Auf dem Schulhof der Vogelruthschule bilden die Grundschüler die Buchstaben ihres Schulnamens nach und winken dabei mit bunten Länderfähnchen. Leiterin Bettina Dopheide betont, dass die Aktion der Rechtspartei kein Thema im Unterricht war. "Uns ist wichtig, den Kindern die kulturelle Vielfalt und das friedliche Miteinander nahezubringen." So wie in der just zu Ende gegangenen Projektwoche zum Thema "Kinder in aller Welt" und jetzt beim Basteln der Fahnen.

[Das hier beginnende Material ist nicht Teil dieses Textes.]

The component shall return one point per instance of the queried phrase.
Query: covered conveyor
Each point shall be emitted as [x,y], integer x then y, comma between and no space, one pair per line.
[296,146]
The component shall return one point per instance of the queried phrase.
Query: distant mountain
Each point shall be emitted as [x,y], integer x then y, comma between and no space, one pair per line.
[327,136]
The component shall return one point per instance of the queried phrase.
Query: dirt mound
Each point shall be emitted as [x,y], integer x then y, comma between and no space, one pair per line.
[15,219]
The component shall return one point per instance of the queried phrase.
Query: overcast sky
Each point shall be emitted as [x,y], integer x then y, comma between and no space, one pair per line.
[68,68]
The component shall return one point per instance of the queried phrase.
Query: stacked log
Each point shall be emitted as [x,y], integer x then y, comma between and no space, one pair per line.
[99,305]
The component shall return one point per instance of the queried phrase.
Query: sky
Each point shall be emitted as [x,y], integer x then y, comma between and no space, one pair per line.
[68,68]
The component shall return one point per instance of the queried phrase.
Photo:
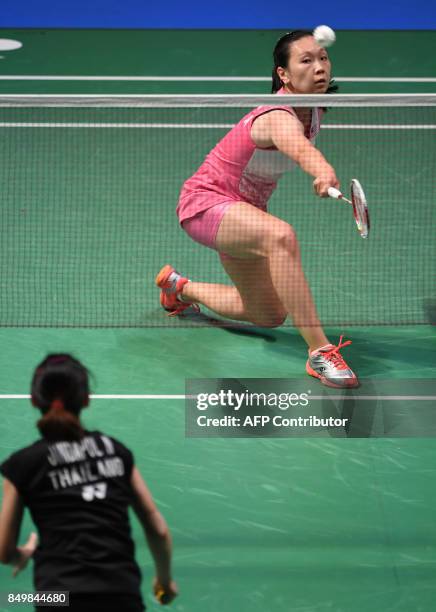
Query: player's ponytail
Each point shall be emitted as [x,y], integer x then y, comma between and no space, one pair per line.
[60,389]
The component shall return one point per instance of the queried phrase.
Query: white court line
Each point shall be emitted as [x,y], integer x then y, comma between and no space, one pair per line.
[330,126]
[230,79]
[415,398]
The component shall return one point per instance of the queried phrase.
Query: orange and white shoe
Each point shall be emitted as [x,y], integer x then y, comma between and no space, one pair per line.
[171,284]
[328,365]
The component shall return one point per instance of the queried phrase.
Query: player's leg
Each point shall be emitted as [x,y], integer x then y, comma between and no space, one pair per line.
[247,233]
[253,297]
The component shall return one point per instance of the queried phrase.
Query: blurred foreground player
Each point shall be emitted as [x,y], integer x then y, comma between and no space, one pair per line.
[78,486]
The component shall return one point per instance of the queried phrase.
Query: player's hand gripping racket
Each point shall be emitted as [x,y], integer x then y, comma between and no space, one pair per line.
[358,202]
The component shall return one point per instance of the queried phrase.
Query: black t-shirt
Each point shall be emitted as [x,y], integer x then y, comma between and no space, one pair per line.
[78,494]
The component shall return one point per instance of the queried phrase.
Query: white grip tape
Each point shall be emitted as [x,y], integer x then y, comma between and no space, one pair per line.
[334,193]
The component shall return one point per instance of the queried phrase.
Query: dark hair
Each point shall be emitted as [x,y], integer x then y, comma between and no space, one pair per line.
[60,389]
[281,54]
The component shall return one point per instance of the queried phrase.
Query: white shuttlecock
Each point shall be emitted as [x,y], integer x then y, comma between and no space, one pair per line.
[324,36]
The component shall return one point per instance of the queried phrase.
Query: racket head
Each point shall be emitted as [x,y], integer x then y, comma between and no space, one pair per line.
[360,208]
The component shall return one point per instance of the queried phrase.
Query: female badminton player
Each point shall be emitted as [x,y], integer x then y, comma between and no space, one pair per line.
[224,207]
[78,486]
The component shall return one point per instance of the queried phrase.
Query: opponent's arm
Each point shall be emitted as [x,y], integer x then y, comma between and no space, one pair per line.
[10,523]
[158,537]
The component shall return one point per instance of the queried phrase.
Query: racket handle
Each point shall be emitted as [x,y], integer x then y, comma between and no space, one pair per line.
[335,193]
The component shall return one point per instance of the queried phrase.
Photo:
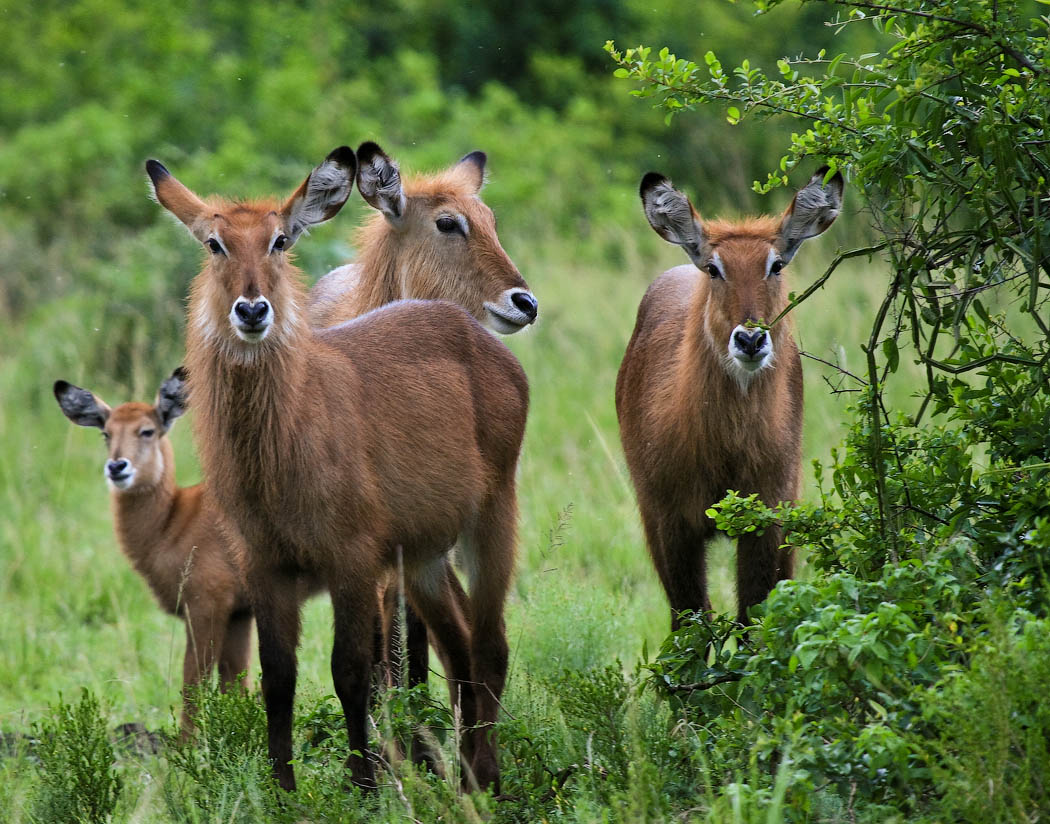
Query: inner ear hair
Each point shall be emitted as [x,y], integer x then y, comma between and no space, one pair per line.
[80,405]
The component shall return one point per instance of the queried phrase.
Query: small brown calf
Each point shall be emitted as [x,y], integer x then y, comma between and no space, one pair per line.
[331,449]
[708,398]
[170,534]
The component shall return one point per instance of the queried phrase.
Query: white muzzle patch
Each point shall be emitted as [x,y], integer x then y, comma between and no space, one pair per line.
[749,352]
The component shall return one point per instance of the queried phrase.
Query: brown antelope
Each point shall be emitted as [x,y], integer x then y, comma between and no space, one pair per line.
[710,399]
[330,449]
[434,239]
[170,534]
[431,238]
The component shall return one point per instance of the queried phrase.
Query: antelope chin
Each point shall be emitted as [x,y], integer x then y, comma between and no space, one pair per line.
[252,334]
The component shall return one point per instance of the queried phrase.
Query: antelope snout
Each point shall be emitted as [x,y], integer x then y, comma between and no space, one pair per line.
[749,342]
[750,347]
[515,310]
[119,472]
[251,318]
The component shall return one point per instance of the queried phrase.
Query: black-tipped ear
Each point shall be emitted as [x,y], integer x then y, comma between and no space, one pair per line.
[672,216]
[379,181]
[171,399]
[322,194]
[474,165]
[80,405]
[813,210]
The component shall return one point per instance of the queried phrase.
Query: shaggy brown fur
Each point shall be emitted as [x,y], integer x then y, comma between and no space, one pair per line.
[404,254]
[707,402]
[328,450]
[170,534]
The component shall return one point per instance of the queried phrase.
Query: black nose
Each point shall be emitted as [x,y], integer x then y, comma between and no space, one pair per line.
[251,314]
[117,467]
[525,303]
[750,342]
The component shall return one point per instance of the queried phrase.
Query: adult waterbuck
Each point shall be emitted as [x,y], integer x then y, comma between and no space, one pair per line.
[710,399]
[171,534]
[330,449]
[432,237]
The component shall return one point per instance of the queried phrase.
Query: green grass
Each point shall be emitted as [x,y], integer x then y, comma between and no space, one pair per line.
[585,596]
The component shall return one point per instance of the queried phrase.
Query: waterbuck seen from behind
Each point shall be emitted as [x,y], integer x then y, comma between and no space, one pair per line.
[171,534]
[330,449]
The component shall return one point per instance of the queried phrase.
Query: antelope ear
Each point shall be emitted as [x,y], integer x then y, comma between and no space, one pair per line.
[176,198]
[814,208]
[171,398]
[80,406]
[473,169]
[379,182]
[673,217]
[322,194]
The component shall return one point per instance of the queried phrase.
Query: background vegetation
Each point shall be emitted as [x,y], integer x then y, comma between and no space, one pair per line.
[902,666]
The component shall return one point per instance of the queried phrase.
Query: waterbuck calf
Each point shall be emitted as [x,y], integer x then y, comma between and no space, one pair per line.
[432,237]
[170,534]
[331,449]
[710,399]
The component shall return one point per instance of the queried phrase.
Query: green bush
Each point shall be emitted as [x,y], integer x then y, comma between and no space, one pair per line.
[79,781]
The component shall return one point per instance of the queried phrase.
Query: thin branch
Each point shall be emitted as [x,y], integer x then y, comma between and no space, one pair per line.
[835,366]
[698,685]
[868,250]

Während die Marktschule mit ihren Schülern in den Klassen Ausländerfeindlichkeit und religiöse Intoleranz thematisiert, hat die Gesamtschule Brackwede eigentlich geschlossen mit dem 8. Jahrgang und einzelnen Kursen höherer Jahrgangsstufen an der Gegendemonstration vor der Vatan-Moschee teilnehmen wollen. "Aber nachdem ich von den Ausschreitungen in Bonn gehört habe", sagt Leiterin Veronika Rosenbohm, "war mir das zu heikel". Es brauche ja nur einen Funken, und das Pulverfass fliege in die Luft. Lediglich ein Kursus mit volljährigen Schülern hat sich dann noch auf den Weg gemacht.
Carolin Sonnenburg von der Gesamtschule Rosenhöhe steckt zur Zeit mitten im Abitur. Das hält die 19-Jährige indes nicht davon ab, an der Demonstration vor der Vatan-Moschee teilzunehmen. "Es ist eine Unverschämtheit von dieser Partei, hier gegen friedliche Menschen zu demonstrieren, nur weil die eine andere Religion haben", sagt sie. Insgesamt nehmen rund 100 Schülerinnen und Schüler und auch einige Lehrer der Gesamtschule Rosenhöhe an der Solidaritätskundgebung teil.
Bildunterschrift: Das universelle Friedenszeichen: Schüler und Lehrer der Realschule stellen zu dem Zeitpunkt, als die pro NRW-Vertreter vor der Vatan-Moschee provozieren, als Protest gegen die Rechtspartei das Peace-Zeichen auf dem Schulhof nach.
Bildunterschrift: Protestzug: Etwa 100 Schülerinnen und Schüler der Gesamtschule Rosenhöhe gehen gemeinsam zur Vatan-Moschee.